Assessment of the Diffuse Attenuation Coefficient of Photosynthetically Active Radiation in a Chilean Lake

Remote Sens. 2022, 14(18), 4568; https://doi.org/10.3390/rs14184568
by Lien Rodríguez-López 1, Lisdelys González-Rodríguez 2,*, Iongel Duran-Llacer 3, Wirmer García 4, Rolando Cardenas 5 and Roberto Urrutia 6
Reviewer 1:
Reviewer 2: Anonymous
Reviewer 3: Anonymous
Reviewer 4:
Remote Sens. 2022, 14(18), 4568; https://doi.org/10.3390/rs14184568
Submission received: 28 July 2022 / Revised: 26 August 2022 / Accepted: 8 September 2022 / Published: 13 September 2022
(This article belongs to the Special Issue Seawater Bio-Optical Characteristics from Satellite Ocean Color Data)

Round 1

Reviewer 1 Report

The presented work is of undoubted importance and value for the study of light fields in the lakes of Chile. Of particular value is the extensive historical array of traditional in-situ data and the resulting comparison of in-situ and high-resolution satellite optical data.

The work deserves to be published in the Remote Sensing journal after correcting the following comments:

1) It is necessary to add a mention of Lake Villarrica in the abstract and keywords.

2) It is necessary to clarify the method by which the concentration of chlorophyll-a were determined and the device for measuring turbidity.

3) Specify how OD was defined in formula (1) so that the final expression or algorithm corresponds to only in-situ measurements.

4) On line 251 and in Table 1, specify which temperature is meant – air or water?

5) In line 329, you write about good correlation values of 0.664-0.613, however, in all the graphs presented in Fig. 3, the coefficient of determination R2 is greater than 0.8. Specify or describe in more detail to understand about this discrepancy.

 

6) What value does the algorithm "QAA v5 Kd 490 nm" calculate? Kd490 or KdPAR? If the Kd490, then strictly speaking Kd490 and KdPAR are not the same thing and additional parameterizations are needed to convert one value into another, and your final conclusions may change.

Author Response

Responses to Reviewers

********
We thank the editor and reviewers for their extended time and the valuable comments, which improve the quality of our manuscript. Our responses are formatted in bold and cursive with the mark “//”. In the manuscript the changes and additions are highlighted in yellow, gray, blue and green colors, following the patterns Reviewer #1: yellow color, Reviewer #2: gray color, Reviewer #3 blue color and Reviewer #4: green color, respectively

Other changes (highlighted in bold)

 

Author Response File: Author Response.docx

Reviewer 2 Report

Overall Comment:

The manuscript is well written and smooth to follow with clear objectives and hypothesis. However, method section needs more clarity and supplementary table should be cited to know which satellite dates were used to match-up with in-situ data (if possible that table can be moved to the main text section). The satellite data match-up with in-situ data for up to +-8 days difference seem too long if the wind effect is dominant in the lake. How KdPAR was estimated from in-situ SD without OD was also not clear. Also, why authors derived only kdPAR from satellite when field data for Chl-a and turbidity was also available.
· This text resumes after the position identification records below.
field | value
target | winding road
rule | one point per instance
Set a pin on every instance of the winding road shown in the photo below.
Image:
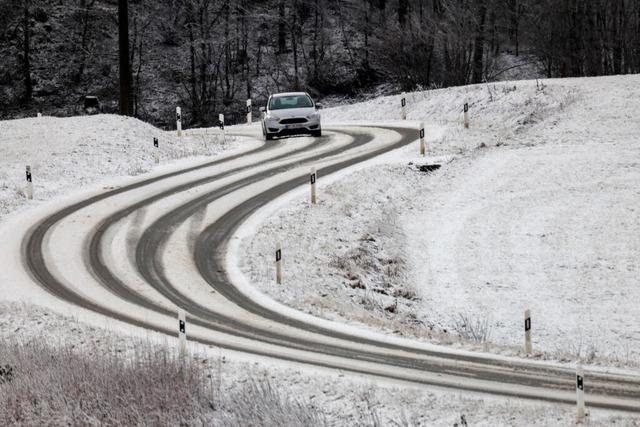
(139, 252)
Both Chl-a and turbidity can be derived using ACOLITE that authors have used in this study. Please justify. Overall, this is a good regional study but how this study contributes to international scientific community should be discussed as well.

 

Specific comments:

Fig. 1. Please mention which satellite image it is in the figure caption.

Line 177: “Thus KdPAR was calculated…..using Eq. 1” How did you get OD value? Because Eq. 1 has both OD and SD to estimate KdPAR.
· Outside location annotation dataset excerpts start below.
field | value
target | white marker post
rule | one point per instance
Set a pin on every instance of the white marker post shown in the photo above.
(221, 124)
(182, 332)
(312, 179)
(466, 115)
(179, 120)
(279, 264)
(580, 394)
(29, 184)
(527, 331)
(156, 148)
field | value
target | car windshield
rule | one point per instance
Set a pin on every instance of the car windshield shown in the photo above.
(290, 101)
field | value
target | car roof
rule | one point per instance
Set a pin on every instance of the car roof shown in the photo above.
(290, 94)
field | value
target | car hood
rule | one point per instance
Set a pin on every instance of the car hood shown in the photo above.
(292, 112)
Line 196: “In addition, 22 Sentinel 2 (S2 A/B) images were selected for this study.” What was the criteria to select these 22 Sentinel 2 images?

Statistical Analysis:

Table 4. I am surprised to see that sampling location V4 has highest average SD values among all sampling locations in Summer but has the highest average turbidity value as well. This was just opposite in case of Spring season. Can you please explain why?
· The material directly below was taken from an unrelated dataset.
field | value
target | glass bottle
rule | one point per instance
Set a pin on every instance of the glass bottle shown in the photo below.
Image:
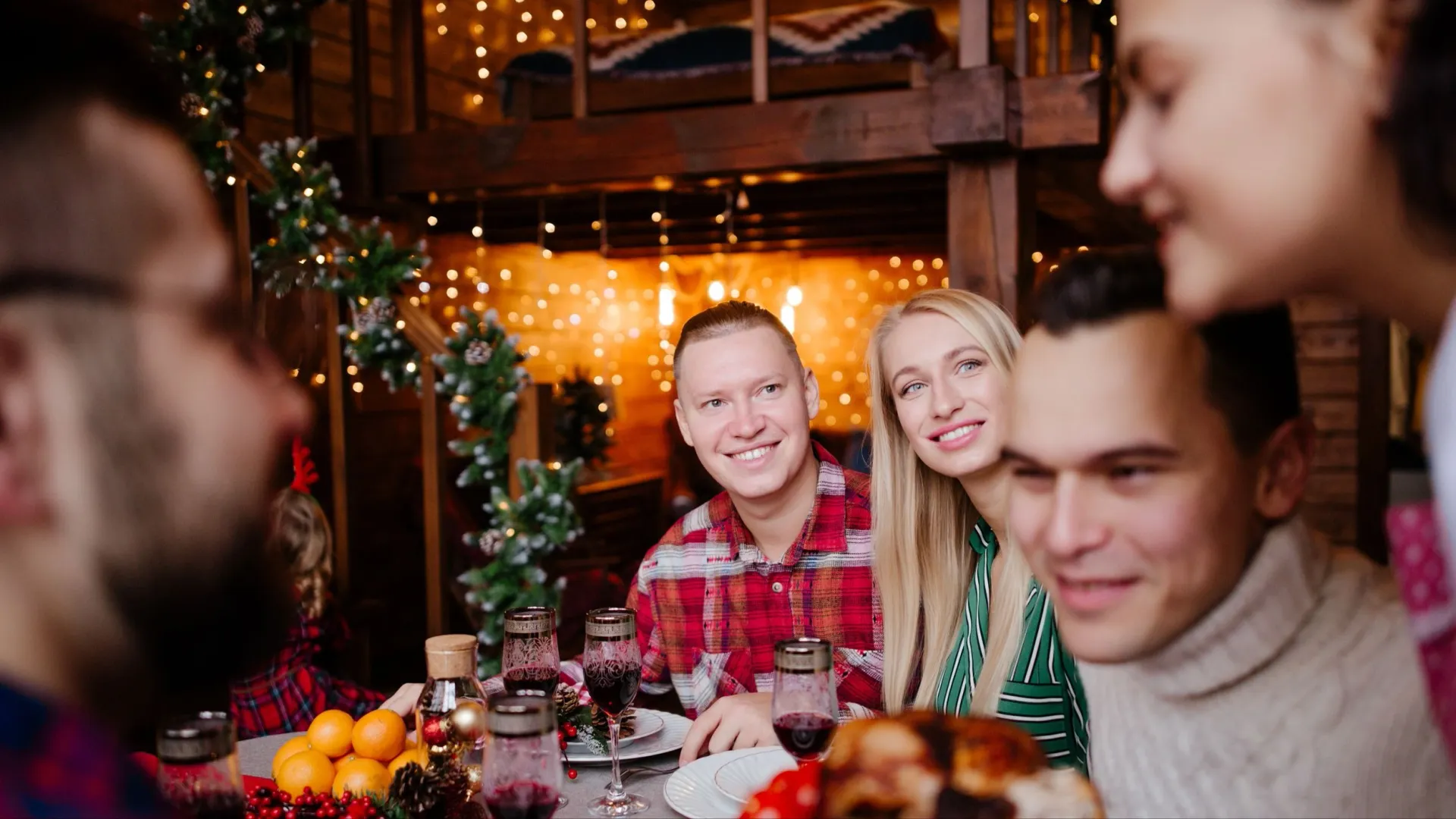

Lines 295-296: “. It can 295 be observed that both satellites show a similar spatial distribution of KdPAR in the lake.” I can see clear underestimation in Sentinel 2 maps compared to Landsat maps, especially near the boundary of the lake. Can you please explain why? Also, there is a salt and pepper type of noise present in Landsat 8 derived maps, why? Problem with atmospheric correction? Please explain.

Fig. 2. There is a typo in caption. Should be “(a, c, e, g)” instead of ‘(a, c, d, g)”.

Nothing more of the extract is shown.